According to the Ministry of Petroleum and Natural Gas, ethanol blending led to the payment of over Rs 40,600 crore to farmers in the course of the last eight years.
In this period, EBP also led to a forex impact of over Rs 41,500 crore and reduced greenhouse gas emissions of 27 lakh MT.
The ‘National Policy on Biofuels’ notified by the government in 2018 targeted 20 per cent ethanol blending in petrol by the year 2030. However, with encouraging results through this initiative, the target of 20 per cent ethanol blending was advanced from 2030 to 2025-26.

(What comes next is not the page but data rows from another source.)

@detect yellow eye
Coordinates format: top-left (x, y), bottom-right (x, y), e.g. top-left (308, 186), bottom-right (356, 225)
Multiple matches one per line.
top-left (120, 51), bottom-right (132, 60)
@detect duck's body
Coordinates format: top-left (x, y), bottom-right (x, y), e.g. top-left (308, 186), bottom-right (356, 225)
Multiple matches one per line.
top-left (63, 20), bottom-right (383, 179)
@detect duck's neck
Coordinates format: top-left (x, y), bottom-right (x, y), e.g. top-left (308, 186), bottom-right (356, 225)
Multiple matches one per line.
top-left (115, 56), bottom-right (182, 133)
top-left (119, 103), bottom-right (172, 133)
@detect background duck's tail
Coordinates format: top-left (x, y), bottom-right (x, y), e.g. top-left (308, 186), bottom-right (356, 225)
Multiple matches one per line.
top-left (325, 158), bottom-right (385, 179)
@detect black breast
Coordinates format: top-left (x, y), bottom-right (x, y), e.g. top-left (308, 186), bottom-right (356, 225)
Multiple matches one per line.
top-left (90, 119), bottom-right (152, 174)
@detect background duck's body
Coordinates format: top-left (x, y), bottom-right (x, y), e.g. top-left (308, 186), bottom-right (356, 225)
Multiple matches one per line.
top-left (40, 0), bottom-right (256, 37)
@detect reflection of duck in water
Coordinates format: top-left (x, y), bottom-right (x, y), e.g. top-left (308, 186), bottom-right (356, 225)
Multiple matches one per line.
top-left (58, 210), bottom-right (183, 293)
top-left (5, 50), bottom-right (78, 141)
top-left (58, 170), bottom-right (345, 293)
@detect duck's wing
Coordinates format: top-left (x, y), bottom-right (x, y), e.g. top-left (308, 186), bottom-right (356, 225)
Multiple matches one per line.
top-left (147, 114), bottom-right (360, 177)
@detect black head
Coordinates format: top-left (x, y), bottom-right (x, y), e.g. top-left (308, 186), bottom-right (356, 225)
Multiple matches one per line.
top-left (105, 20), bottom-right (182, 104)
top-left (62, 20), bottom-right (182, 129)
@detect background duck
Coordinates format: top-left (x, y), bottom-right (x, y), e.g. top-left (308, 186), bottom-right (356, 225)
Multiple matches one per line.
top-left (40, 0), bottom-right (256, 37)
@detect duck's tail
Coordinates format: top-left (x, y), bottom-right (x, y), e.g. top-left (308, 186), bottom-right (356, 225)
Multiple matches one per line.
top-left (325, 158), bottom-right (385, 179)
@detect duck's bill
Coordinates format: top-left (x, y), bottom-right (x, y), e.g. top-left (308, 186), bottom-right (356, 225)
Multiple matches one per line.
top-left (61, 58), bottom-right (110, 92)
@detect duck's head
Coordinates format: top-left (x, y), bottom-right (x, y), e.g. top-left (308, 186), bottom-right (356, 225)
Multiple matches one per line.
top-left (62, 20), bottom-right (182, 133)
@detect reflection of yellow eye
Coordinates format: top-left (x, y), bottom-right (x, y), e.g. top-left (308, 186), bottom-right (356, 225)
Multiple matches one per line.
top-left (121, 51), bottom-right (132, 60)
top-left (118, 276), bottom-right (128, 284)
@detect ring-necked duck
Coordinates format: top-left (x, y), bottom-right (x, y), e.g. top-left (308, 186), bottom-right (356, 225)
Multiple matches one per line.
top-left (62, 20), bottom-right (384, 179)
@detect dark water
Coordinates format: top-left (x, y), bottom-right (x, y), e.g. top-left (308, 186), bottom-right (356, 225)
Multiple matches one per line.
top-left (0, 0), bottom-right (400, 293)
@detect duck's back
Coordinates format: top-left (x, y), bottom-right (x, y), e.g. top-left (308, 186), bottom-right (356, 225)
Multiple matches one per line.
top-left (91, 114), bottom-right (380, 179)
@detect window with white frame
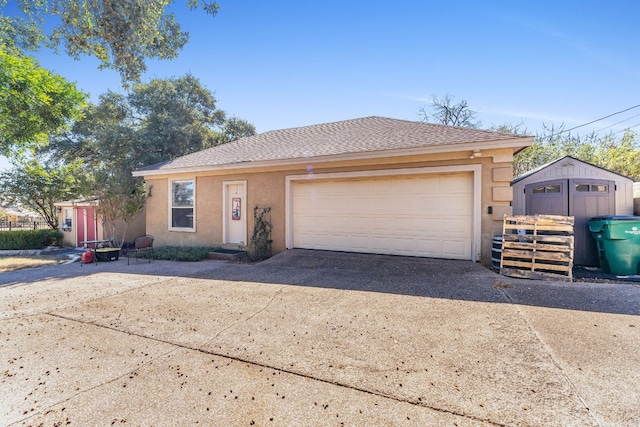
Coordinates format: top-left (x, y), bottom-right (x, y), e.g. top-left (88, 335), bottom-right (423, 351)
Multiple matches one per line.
top-left (170, 179), bottom-right (196, 230)
top-left (62, 208), bottom-right (73, 229)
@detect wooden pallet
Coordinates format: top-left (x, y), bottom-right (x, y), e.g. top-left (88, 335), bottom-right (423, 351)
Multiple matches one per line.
top-left (500, 215), bottom-right (574, 281)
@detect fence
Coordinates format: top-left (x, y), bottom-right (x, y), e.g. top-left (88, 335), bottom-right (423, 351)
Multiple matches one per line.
top-left (0, 220), bottom-right (51, 231)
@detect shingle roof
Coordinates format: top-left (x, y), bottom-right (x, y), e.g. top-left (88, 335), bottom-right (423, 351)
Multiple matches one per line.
top-left (139, 117), bottom-right (531, 172)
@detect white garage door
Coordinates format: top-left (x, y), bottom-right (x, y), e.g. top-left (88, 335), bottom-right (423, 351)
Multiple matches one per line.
top-left (291, 172), bottom-right (473, 259)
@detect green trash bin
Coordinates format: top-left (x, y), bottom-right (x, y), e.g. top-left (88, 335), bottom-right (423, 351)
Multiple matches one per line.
top-left (589, 215), bottom-right (640, 276)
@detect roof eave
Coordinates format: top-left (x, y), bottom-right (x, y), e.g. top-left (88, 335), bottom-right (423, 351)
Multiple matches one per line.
top-left (132, 136), bottom-right (534, 177)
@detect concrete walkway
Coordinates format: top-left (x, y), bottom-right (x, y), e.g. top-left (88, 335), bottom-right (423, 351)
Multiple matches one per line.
top-left (0, 250), bottom-right (640, 426)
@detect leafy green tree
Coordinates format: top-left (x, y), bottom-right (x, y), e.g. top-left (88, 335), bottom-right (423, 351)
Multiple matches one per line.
top-left (0, 158), bottom-right (87, 229)
top-left (513, 127), bottom-right (640, 181)
top-left (46, 75), bottom-right (255, 244)
top-left (0, 50), bottom-right (86, 157)
top-left (0, 0), bottom-right (219, 84)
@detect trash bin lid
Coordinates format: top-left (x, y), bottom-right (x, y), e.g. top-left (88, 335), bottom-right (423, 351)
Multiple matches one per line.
top-left (590, 215), bottom-right (640, 221)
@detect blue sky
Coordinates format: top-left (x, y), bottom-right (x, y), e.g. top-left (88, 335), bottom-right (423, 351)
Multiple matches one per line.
top-left (1, 0), bottom-right (640, 169)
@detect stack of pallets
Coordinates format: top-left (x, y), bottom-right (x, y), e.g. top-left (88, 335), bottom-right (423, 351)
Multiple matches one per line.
top-left (500, 215), bottom-right (574, 281)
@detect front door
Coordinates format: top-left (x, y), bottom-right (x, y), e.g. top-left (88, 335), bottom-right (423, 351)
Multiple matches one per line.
top-left (75, 207), bottom-right (96, 247)
top-left (222, 181), bottom-right (247, 245)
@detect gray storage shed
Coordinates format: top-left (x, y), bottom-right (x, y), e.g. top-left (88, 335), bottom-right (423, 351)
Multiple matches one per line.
top-left (511, 156), bottom-right (633, 266)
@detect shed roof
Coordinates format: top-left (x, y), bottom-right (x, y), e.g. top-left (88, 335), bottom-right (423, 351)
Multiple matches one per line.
top-left (511, 156), bottom-right (633, 185)
top-left (134, 116), bottom-right (533, 176)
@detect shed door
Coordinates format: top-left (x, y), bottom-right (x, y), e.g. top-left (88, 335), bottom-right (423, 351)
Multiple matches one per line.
top-left (525, 179), bottom-right (569, 216)
top-left (569, 179), bottom-right (615, 266)
top-left (525, 179), bottom-right (615, 266)
top-left (292, 172), bottom-right (473, 259)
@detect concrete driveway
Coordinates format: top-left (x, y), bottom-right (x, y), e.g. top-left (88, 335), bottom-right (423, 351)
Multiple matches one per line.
top-left (0, 250), bottom-right (640, 426)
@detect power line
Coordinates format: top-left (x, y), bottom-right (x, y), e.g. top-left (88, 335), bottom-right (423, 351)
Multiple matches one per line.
top-left (560, 104), bottom-right (640, 133)
top-left (614, 123), bottom-right (640, 134)
top-left (596, 113), bottom-right (640, 133)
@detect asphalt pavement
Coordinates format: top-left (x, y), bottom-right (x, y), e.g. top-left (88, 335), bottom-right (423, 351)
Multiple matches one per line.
top-left (0, 250), bottom-right (640, 426)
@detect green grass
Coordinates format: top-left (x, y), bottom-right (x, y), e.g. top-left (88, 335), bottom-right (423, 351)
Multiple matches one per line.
top-left (134, 246), bottom-right (219, 261)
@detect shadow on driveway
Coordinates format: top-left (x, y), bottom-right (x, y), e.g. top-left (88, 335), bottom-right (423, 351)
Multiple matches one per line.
top-left (193, 249), bottom-right (640, 315)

A ‘Roadmap for Ethanol Blending in India 2020-25’ was also released by the Prime Minister in June 2021, which lays out a clear pathway for achieving 20 per cent ethanol blending. This roadmap also mentioned an intermediate milestone of 10 per cent blending to be achieved by November 2022.
However, the target of 10 per cent blending under the programme has been achieved in May 2022, much ahead of the targeted timelines of November 2022.
Currently, the ethanol economy in India is pegged at Rs 20,000 crore, which is being targeted to reach over 2 lakh crore. India wants to follow in the footsteps of countries like Brazil that have been using ethanol in their transport industry for more than 60 years and have a compulsory blend of 27 per cent ethanol in petrol.
The ethanol supply under the EBP programme, which was only 38 crore litres in ESY 2013-14, has increased to 173.3 crore litres during ESY 2019-20 and 302 crore litres during ESY 2020-21, government data showed. This increase in ethanol supply has helped achieve approximately 8.1 per cent blending in ESY 2020-21, an increase of 61 per cent, up from the 5 per cent blending achieved in ESY 2019-20.